Former member of staff, Professor John Crewdson, has received Maundy money from Queen Elizabeth II in recognition of his long and distinguished service to the Diocese of Blackburn.

Former staff member John Crewdson and wife with Maundy gift.

He was one of 94 people selected nationally to receive a Maundy gift from the Queen at a ceremony at St George’s Chapel at Windsor Castle on Maundy Thursday (Thursday 9 April 2020). Unfortunately, due to the impact of COVID-19, the ceremony was cancelled, and the Maundy Money sent by post instead.

John and his wife, Sylvia, celebrated the occasion in style, at home instead.
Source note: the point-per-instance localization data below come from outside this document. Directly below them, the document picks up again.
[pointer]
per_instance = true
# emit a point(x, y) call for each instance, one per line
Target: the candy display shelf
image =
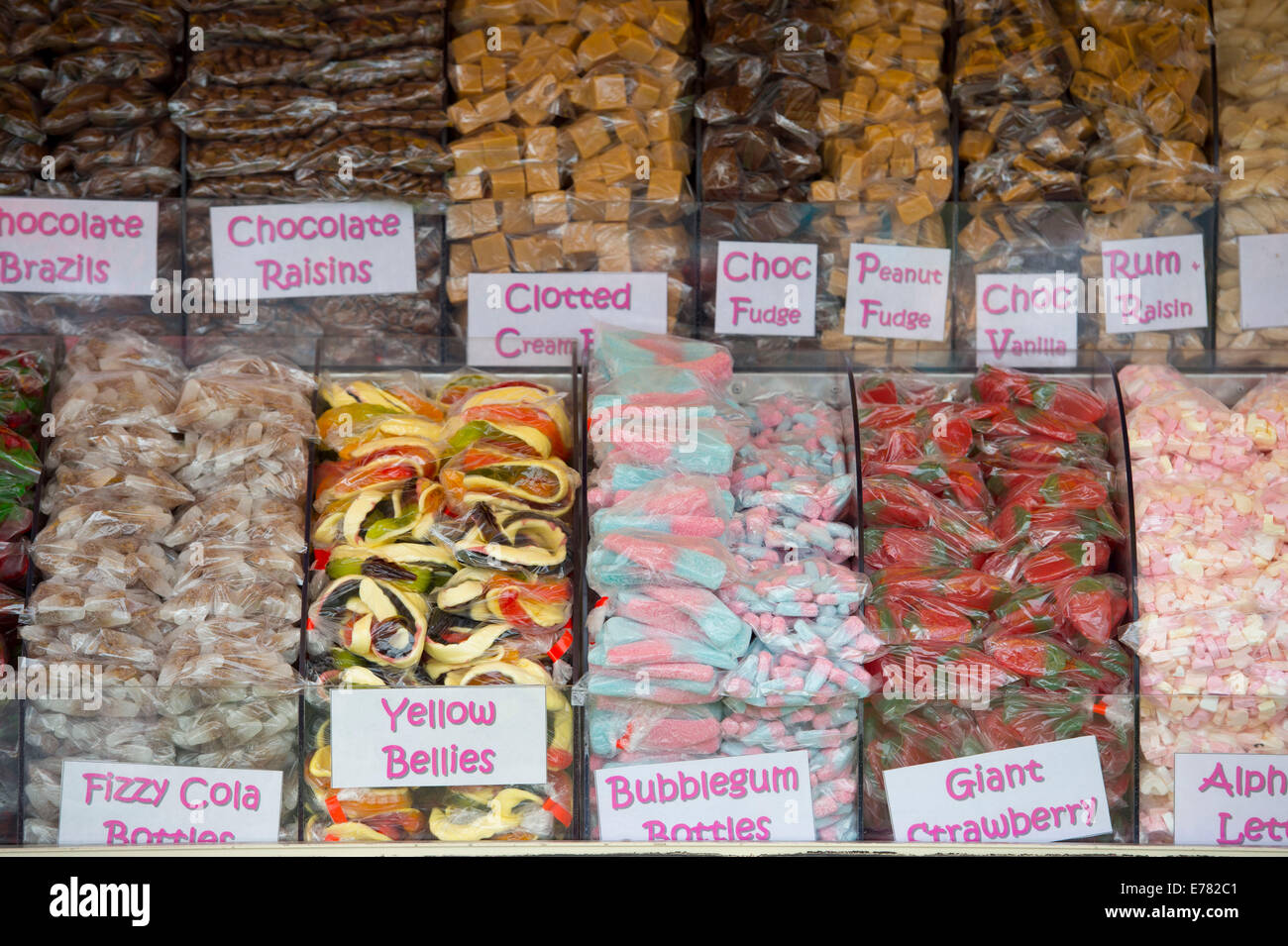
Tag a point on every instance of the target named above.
point(838, 394)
He said: “I was very sad to miss the service, due to COVID-19, but in the scheme of things going on in the world at the time, it wasn’t important. My wife and I made a day of it at home by ourselves and enjoyed a bottle of bubbly. I received congratulations from friends and former colleagues from all over the world.”
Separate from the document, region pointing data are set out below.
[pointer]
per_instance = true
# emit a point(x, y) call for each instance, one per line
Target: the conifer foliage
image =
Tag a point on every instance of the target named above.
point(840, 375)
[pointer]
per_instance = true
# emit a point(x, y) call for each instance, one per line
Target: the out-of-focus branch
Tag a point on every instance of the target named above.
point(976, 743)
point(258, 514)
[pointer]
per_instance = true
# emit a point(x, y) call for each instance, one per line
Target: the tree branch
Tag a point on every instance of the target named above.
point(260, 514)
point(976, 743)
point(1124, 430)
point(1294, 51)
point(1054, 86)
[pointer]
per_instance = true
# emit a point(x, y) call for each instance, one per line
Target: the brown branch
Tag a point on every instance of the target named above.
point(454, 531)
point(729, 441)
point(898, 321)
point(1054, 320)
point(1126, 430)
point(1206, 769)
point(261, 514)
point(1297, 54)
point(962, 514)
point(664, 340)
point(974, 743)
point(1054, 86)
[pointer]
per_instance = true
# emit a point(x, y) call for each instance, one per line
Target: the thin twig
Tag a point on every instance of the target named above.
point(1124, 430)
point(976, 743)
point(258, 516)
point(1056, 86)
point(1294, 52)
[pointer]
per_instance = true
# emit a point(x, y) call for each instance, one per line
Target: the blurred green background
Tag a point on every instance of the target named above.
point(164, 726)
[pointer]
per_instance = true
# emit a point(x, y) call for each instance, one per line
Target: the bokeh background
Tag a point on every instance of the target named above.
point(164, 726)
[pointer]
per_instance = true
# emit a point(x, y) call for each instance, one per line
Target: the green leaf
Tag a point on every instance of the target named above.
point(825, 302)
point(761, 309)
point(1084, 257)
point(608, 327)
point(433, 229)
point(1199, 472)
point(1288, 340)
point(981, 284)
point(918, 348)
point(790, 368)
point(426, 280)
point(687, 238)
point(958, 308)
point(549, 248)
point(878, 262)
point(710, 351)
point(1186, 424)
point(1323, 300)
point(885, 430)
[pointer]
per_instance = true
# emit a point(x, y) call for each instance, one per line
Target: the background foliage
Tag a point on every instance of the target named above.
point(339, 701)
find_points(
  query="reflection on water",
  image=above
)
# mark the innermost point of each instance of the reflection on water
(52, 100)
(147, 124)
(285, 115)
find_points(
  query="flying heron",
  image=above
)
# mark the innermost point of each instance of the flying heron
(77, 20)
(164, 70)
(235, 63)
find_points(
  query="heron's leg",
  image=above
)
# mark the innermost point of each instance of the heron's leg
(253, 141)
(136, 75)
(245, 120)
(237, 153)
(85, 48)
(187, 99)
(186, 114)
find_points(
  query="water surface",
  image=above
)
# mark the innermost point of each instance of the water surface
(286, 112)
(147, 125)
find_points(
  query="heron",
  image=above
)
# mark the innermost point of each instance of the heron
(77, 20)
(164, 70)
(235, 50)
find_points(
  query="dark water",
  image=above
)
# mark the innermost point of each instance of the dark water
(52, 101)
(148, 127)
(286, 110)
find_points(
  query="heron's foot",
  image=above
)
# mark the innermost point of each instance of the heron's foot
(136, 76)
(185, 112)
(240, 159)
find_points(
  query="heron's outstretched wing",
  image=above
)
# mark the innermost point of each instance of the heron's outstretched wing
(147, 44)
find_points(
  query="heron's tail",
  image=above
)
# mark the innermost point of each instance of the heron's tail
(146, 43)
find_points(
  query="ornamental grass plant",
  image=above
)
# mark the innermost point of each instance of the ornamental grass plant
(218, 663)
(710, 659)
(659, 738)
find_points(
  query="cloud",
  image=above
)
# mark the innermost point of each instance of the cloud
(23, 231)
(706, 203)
In a letter to Professor Crewdson, the Queen said: “It is one of my most rewarding duties as Sovereign to observe this highly significant ceremony at such an important part in the Christian calendar. I know that you, as a Recipient of this year’s Maundy Gift, will be as deeply disappointed as I am that it is not going ahead, while understanding the necessary decision in the current circumstances.

“However, this should not mean your invaluable contribution within the community goes unnoticed, and I am sending this Maundy Gift to thank you for your Christian service.”
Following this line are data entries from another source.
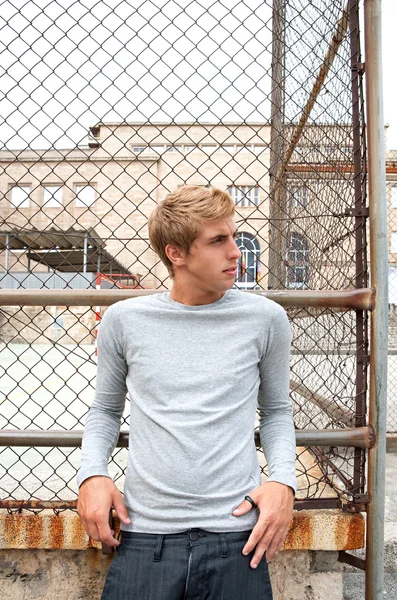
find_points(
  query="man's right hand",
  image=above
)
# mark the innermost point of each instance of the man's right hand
(97, 495)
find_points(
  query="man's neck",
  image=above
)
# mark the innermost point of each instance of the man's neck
(192, 297)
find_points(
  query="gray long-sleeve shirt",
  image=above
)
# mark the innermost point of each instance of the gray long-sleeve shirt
(194, 375)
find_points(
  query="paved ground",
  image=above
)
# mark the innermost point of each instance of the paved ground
(354, 583)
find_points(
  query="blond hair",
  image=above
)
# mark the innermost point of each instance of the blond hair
(180, 218)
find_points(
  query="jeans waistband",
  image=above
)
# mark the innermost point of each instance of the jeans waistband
(191, 537)
(194, 534)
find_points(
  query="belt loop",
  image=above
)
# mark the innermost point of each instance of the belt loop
(224, 546)
(157, 550)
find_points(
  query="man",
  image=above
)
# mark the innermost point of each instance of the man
(196, 522)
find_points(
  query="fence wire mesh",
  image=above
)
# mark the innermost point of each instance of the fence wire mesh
(391, 196)
(106, 110)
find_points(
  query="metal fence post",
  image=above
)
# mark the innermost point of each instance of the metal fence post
(379, 277)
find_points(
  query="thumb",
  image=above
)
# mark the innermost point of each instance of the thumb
(242, 508)
(120, 508)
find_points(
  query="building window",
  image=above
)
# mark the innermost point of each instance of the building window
(393, 196)
(298, 262)
(20, 196)
(244, 195)
(52, 196)
(138, 149)
(85, 195)
(298, 196)
(393, 242)
(248, 265)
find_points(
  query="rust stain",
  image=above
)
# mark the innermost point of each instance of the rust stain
(79, 538)
(349, 532)
(300, 535)
(356, 533)
(12, 530)
(56, 532)
(35, 537)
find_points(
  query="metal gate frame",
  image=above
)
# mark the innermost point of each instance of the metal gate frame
(375, 299)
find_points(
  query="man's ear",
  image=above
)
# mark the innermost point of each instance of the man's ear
(175, 255)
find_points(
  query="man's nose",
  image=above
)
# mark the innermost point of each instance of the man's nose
(236, 253)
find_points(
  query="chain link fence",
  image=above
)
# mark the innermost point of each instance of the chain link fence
(106, 110)
(391, 196)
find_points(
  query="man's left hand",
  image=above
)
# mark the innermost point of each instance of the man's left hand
(275, 502)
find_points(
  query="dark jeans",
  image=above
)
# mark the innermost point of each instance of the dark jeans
(193, 565)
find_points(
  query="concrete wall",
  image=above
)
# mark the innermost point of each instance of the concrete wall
(80, 574)
(49, 557)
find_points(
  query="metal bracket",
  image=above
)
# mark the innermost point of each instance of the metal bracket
(363, 360)
(359, 504)
(360, 67)
(357, 212)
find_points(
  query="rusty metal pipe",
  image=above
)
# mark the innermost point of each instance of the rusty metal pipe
(379, 316)
(349, 299)
(29, 504)
(360, 437)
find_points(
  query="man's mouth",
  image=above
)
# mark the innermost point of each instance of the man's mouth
(231, 272)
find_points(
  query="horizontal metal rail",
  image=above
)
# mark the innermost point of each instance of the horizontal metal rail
(359, 437)
(360, 299)
(57, 505)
John was nominated for the Maundy gift by the Blackburn Diocese in recognition of “his long and distinguished service in a voluntary capacity to the education community in the Diocese and the local area and beyond”.

As a Governor for 25 years and Chair of Governors for 15 years at Ripley St Thomas Church of England Academy in Lancaster, John made a remarkable contribution to the school; so much so that the school built and named a school library after him. He is also the founding Chair of the Bay Learning Trust and has served the Education Sector as a National Leader of Governance.

John said: “I was both humbled and honoured to have been nominated and selected to receive this special recognition and honour. The Maundy parcel contained a personalised letter signed by the Queen expressing her regret at not being able to distribute the money personally, together with a letter from the Lord High Almoner also expressing his regret that the ceremony could not take place.”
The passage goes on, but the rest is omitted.